Bovine laminitis, one of the most cost of lameness conditions, is an economic drain on producers. It is generally accepted that micro-circulation of blood disorder within the corium induced by microbiota metabolites, such as LPS, lactate, and histamine, is the main pathogenesis of laminitis. Thus, in the present study, we detected the characteristics of rumen microbiota and the concentration of LPS, lactic acid, and histamine in the serum from cows between control and laminitis. The results showed that the concentration of LPS and lactate in serum were increased in the laminitis cows compared to the control cows. In addition, the elevated abundance of bacteria, including Candidatus Saccharimonas, Saccharofermentans, Erysipelotrichaceae UCG-009, Erysipelotrichaceae UCG-008, Clostridium papyrosolvens, and Ruminococcaceae bacterium AE2021, that riches acid- enhancing metabolites could lower the pH of rumen fluid, which leads to the death of gram-negative bacteria and release of endotoxins in rumen. However, the small samples size limits to some extent the generalization of the findings made in this study.

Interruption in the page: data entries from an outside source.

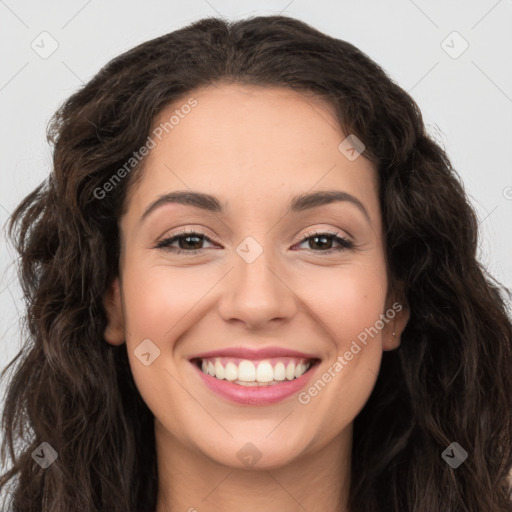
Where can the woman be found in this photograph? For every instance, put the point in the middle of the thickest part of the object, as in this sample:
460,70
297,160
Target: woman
252,285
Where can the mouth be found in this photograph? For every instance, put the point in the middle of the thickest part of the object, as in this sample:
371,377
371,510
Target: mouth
252,379
263,372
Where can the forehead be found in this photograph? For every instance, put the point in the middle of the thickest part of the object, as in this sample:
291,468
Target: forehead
252,147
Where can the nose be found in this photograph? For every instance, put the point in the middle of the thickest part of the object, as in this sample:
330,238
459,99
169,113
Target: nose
257,294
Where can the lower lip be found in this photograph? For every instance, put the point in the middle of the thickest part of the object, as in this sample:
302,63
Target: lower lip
255,395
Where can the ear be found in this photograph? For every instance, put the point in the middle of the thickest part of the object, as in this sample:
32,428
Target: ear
114,332
398,314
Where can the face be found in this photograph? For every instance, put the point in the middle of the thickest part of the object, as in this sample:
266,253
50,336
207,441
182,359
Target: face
263,284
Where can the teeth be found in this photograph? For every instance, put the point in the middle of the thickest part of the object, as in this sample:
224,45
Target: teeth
249,373
231,372
290,371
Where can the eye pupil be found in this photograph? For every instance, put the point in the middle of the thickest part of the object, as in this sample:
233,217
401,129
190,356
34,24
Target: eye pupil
197,238
321,237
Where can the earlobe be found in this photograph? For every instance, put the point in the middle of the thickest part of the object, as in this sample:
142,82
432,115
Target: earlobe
114,331
391,336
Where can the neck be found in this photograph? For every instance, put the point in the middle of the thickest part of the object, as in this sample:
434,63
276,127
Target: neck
190,481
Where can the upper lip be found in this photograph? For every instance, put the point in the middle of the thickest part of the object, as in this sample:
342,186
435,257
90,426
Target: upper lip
254,354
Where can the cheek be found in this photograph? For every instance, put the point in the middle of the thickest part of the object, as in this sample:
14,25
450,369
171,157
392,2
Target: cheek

LPS is a major component of the outer membrane of gram-negative bacteria. As the main vasoactive substance, LPS plays a key role in inflammatory reactions. When ruminal acidosis occurs, plenty of gram-negative bacteria are dead and LPS release. In the early stage of laminitis, inflammation is the main manifestation. LPS is absorbed into blood circulation through the ruminal wall, and then reaches the micro-circulation of the claw. The local LPS has inflammatory effects, such as the activation of cytokines and acute-phase protein release, thrombocytopenia, leukopenia followed by leukocytosis [23. Besides, recent evidence suggested that pathological changes in inflammation could be made by injection of LPS . In this study, the concentration of LPS significantly increased in the laminitis group compared with the healthy group.
Lactic acid, as vasoactive substances as LPS, are associated with laminitis . Both of them can present a risk to claw deterioration and the laminitis process, including vasoconstriction, dilation, edema and thrombosis, and to interfere with the migration and function of defense cells such as neutrophils. Previous studies reported the increase of histamine and lactic acid in bovine serum during laminitis [4, 5, 24]. Our experiments confirmed previous results and lactic acid in serum of bovine with laminitis went up.

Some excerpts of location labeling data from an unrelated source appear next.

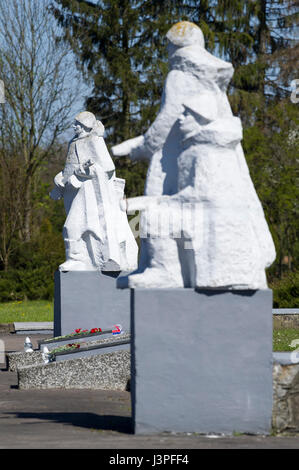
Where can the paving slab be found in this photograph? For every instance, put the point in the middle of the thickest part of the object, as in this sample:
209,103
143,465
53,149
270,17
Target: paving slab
94,419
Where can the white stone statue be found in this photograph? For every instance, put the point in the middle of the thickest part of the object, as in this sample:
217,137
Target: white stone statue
96,232
197,178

There is an evidence that ruminal bacterial community play a crucial role in pathologic regulation of organism in developing disease . The role of microbial populations received widespread attention across several disciplines in recent years. Therefore, a number of cross-sectional studies suggested an association among microbiota, its metabolites and laminitis. The proportion of phylum Firmicutes and genera Streptococcus and Lactobacillus significantly grew, while the abundance of phyla Bacteroidetes and Fibrobacteres and genera Butyrivibrio and Ruminococcus dramatically declined during the period of laminitis . However, our results showed that there are no significantly difference rumen bacterial phyla between laminitis and control bovines, this may be due to the different diets of different experimental animals. Our study was to collect rumen fluid samples from healthy and laminitis cows with the same diet, whereas other studies have been conducted in animal models of laminitis induced by high carbohydrate feeding.

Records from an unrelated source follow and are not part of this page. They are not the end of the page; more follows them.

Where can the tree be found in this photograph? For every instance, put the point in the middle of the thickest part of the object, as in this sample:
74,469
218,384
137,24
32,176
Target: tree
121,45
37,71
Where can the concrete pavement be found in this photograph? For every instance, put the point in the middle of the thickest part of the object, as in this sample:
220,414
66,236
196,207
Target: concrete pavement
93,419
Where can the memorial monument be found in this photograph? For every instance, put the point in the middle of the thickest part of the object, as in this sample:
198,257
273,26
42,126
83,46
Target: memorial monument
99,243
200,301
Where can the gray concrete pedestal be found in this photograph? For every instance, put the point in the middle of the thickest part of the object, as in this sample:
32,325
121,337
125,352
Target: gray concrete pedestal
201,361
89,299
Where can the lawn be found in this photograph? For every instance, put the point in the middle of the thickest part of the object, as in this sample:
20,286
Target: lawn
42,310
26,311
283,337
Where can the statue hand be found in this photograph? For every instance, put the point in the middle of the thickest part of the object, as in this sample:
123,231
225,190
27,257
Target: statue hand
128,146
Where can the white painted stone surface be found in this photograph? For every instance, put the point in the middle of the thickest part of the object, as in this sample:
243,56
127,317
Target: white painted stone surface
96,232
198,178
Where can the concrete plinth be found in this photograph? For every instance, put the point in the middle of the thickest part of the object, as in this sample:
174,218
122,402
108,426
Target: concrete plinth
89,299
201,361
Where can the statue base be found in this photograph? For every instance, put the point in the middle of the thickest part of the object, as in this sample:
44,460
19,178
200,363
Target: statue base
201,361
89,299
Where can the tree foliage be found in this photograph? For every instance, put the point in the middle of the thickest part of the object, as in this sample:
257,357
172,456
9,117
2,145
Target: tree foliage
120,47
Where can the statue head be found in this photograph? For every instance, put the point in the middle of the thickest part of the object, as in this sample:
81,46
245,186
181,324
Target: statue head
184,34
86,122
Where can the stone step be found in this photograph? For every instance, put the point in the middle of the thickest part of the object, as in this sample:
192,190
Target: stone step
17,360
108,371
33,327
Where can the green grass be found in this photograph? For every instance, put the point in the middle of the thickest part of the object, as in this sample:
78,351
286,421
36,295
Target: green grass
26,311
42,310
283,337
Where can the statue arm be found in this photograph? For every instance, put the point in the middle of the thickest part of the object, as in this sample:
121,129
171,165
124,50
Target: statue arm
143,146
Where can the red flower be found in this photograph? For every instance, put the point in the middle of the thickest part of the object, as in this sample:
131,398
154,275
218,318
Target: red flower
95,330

In the present study, we observed the significant differences in bacterial community between the two groups using NMDS. In brief, compared to healthy group, the genera Candidatus Saccharimonas, Saccharofermentans, Erysipelotrichaceae UCG-009, and Erysipelotrichaceae UCG-008 increased, most of which were associated with fermentable diets and lower ruminal pH [27–29]. With the reduction of pH, plenty of gram-negative bacteria died and released more LPS. At the species level, Clostridium papyrosolvens and Ruminococcaceae bacterium AE2021significantly increased. As Boonsaen P argued, Ruminococcaceae (e.g. Ruminococcus flavefaciens and Ruminococcus albus) could produce lactate . These results suggested alteration of ruminal bacterial community may be a factor inducing laminitis by influencing rumen metabolisms, such as the increase of LPS and lactate.